Chapitre XLXV

Une mémoire qui s’efface

Nous avons grandi au cœur d’un melting-pot discret, presque sacré, où les langues, les couleurs, les traditions se mêlaient sans jamais s’entrechoquer. Toutes les nationalités, toutes les religions coexistaient dans une paix tacite. Nous étions jeunes, mais déjà, nous apprenions les uns des autres. Chaque regard, chaque repas, chaque mot étaient une leçon d’ouverture, une invitation à comprendre un autre monde. 

A cet enseignement naturel s’ajoutaient les langues juives du Maroc dans lesquelles nous avions baigné. 

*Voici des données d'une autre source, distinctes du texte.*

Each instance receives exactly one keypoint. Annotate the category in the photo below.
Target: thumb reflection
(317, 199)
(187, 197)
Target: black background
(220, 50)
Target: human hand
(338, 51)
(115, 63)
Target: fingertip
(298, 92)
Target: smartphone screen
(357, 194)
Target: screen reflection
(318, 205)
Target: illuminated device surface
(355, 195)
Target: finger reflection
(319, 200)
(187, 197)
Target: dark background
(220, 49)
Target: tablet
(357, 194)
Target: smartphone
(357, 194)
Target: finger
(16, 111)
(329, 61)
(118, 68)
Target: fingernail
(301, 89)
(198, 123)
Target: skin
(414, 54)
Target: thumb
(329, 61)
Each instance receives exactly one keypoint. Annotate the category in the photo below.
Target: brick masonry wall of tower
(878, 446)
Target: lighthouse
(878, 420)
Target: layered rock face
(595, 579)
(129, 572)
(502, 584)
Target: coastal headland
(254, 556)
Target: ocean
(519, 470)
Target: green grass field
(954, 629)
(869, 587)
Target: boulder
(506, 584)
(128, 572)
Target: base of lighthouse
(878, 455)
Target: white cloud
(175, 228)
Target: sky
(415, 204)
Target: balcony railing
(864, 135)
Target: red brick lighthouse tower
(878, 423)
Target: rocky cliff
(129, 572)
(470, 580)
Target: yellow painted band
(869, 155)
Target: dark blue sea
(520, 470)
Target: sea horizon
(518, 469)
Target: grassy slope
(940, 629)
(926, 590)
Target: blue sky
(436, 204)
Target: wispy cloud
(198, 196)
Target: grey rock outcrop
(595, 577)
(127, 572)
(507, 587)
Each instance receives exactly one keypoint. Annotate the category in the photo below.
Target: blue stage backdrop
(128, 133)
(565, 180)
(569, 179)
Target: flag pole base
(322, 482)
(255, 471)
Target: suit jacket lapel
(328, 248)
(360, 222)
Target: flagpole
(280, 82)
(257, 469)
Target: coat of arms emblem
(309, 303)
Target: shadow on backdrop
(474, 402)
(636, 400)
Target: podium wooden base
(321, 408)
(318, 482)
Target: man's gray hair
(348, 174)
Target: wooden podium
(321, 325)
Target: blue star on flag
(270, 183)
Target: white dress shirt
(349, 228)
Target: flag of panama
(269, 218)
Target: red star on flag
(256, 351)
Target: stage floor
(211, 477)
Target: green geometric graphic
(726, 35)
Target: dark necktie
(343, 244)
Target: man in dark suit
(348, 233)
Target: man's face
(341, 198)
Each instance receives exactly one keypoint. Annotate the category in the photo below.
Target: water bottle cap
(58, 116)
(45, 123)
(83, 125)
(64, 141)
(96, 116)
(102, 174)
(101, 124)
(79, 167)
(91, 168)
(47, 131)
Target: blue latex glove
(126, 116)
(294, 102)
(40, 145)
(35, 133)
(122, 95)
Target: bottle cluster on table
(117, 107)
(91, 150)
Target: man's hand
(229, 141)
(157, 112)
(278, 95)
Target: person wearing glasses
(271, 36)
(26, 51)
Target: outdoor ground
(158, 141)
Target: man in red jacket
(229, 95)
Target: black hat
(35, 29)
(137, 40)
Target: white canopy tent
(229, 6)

Elles furent le murmure des mères, le rire des marchés, la voix des prières. Elles ont porté les berceuses, les bénédictions et les confidences : le judéo-arabe, le haketia, le judéo-berbère. Ces langues, nées du brassage millénaire entre l’hébreu, l’arabe, l’espagnol et le berbère, sont hélas aujourd’hui à l’agonie. Elles meurent dans un silence triste, étouffées par l’uniformisation linguistique et l’exil.

Elles furent l’odeur du parfum de la menthe et du coriandre, elles furent le miel de nos enfances, la cadence des marchés, le sel des disputes de voisinage. Le judéo-arabe, le haketia, le judéo-berbère : trois voix, trois racines, une même mémoire.

Dans les ruelles des villes, le judéo-arabe roulait sur les pavés comme un fleuve tranquille, parsemé d’îlots hébraïques. C’était l’arabe du pays, mais orné de bijoux secrets, avec des tournures que seuls les enfants du mellah comprenaient. Un mot, un clin d’œil, et tout un monde se reconnaissait.

Au Nord, le haketia avait gardé dans ses plis le soleil d’Andalousie. C’était un castillan ancien, parfumé d’arabe, relevé d’hébreu. Les mots y avaient l’accent des ports et des patios, la nostalgie d’un royaume perdu et la vivacité de ceux qui savent survivre en riant.

Plus haut, dans l’Atlas, le judéo-berbère liait les communautés juives aux tribus amazighes. Langue de montagne, rude et tendre, elle passait de bouche en bouche comme du pain chaud, en reliant les vallées par ses sonorités chantantes.

Ces langues n’étaient pas seulement des moyens de parler. Elles étaient des maisons entières, avec leurs porte grinçantes, leurs cuisines qui embaument, leurs proverbes. Elles contenaient les saisons, les chants, les secrets, les amours et les colères.

Aujourd’hui, elles survivent dans des éclats : un air de mariage chanté à mi-voix, une formule que personne ne traduit plus mais qui évoque mille scènes, une recette qu’on répète en écorchant les mots. Le français, l’hébreu moderne, l’arabe standard et l’espagnol d’aujourd’hui ont recouvert ces musiques anciennes comme on repeint un mur sans voir le motif dessous.

Si elles s’en vont, ce n’est pas seulement un lexique qui s’éteint : c’est un rythme intérieur, une manière d’être ensemble. Les langues juives du Maroc ne demandent pas à revenir dominer les rues. Elles demandent seulement à ne pas être réduites en poussière d’archives. Car une langue oubliée, c’est une pièce scellée de notre maison. Et sans cette pièce, la maison n’est plus tout à fait la nôtre.